Il regime comunista in Cina sta costruendo un database onnicomprensivo per schedare e monitorare ogni singolo cittadino dei suoi 1,4 miliardi di abitanti. E lo sta facendo molto più velocemente, collezionando molti più dati e utilizzando tecnologie molto più invasive di quanto si fosse a conoscenza in precedenza. È il risultato, in estrema sintesi, di un anno di lavoro dei giornalisti del New York Times che hanno analizzato oltre 100 mila contratti commerciali redatti dai governi delle 31 province cinesi per appaltare la sorveglianza a decine di aziende. I documenti sono stati raccolti e condivisi con il quotidiano americano da ChinaFile e gettano una nuova inquietante luce sullo Stato di sorveglianza cinese che ha l’obiettivo ultimo di «controllare e gestire l’intera popolazione».

Mezzo miliardo di telecamere in Cina

Il primo strumento utilizzato dalla Cina per monitorare i propri cittadini sono le telecamere di sorveglianza. Secondo gli analisti, oltre la metà del miliardo di telecamere di sorveglianza utilizzate in tutto il mondo si trova nel paese guidato da Xi Jinping. Le telecamere, dotate perlopiù di tecnologia per il riconoscimento facciale, vengono scientificamente installate nei luoghi più affollati: dalle vie dello shopping a quelle dove si trovano i principali supermercati, dai centri con i ristoranti più frequentati ai più importanti luoghi di ritrovo.

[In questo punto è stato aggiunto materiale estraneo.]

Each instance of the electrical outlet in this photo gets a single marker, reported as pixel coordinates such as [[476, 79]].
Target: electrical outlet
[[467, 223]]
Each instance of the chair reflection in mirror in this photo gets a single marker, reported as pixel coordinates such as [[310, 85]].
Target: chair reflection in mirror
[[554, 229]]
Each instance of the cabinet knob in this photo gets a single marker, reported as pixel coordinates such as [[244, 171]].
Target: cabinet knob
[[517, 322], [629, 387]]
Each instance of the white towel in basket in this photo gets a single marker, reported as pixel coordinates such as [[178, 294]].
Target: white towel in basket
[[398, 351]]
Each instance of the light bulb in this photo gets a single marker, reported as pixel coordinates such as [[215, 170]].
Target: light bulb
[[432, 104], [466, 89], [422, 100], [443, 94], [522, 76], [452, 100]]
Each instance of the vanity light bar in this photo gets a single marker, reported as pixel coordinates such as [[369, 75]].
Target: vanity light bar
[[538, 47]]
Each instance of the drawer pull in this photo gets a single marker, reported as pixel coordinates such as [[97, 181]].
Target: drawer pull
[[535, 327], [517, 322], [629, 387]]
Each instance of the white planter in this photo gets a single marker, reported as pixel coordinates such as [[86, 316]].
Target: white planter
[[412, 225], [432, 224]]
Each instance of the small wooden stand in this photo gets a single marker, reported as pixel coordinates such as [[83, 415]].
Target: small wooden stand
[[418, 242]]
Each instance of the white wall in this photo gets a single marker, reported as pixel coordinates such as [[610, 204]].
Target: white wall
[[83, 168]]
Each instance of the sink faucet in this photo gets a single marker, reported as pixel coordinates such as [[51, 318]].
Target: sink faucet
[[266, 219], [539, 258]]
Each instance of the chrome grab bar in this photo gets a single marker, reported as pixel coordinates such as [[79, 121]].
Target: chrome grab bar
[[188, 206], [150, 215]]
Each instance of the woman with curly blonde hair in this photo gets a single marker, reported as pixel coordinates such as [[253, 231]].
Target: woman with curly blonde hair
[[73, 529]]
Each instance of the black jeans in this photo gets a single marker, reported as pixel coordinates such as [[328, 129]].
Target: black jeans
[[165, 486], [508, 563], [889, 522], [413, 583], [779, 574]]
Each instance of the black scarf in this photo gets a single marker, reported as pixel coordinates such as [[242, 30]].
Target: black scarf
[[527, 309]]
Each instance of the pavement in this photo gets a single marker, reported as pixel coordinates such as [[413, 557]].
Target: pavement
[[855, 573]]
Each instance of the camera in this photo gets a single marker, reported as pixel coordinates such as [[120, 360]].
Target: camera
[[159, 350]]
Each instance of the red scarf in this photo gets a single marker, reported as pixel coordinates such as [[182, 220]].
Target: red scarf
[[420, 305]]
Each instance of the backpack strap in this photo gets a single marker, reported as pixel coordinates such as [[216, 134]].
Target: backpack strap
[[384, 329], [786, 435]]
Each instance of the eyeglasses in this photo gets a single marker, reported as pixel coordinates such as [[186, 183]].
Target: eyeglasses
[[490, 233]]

Il governo non installa le telecamere soltanto all’aperto, ma anche all’interno degli edifici. Un documento della polizia della città di Fuzhou dettaglia la richiesta di montare obiettivi nelle hall dei brand americani di hotel Days Inn, Sheraton e Marriott International. Le telecamere sono in grado di determinare e schedare non solo il volto delle persone, ma anche sesso, razza e vestiario. Secondo la polizia della provincia di Fujian, in ogni momento vengono immagazzinate 2,5 miliardi di immagini facciali. E questo per quanto riguarda una sola delle 31 province cinesi.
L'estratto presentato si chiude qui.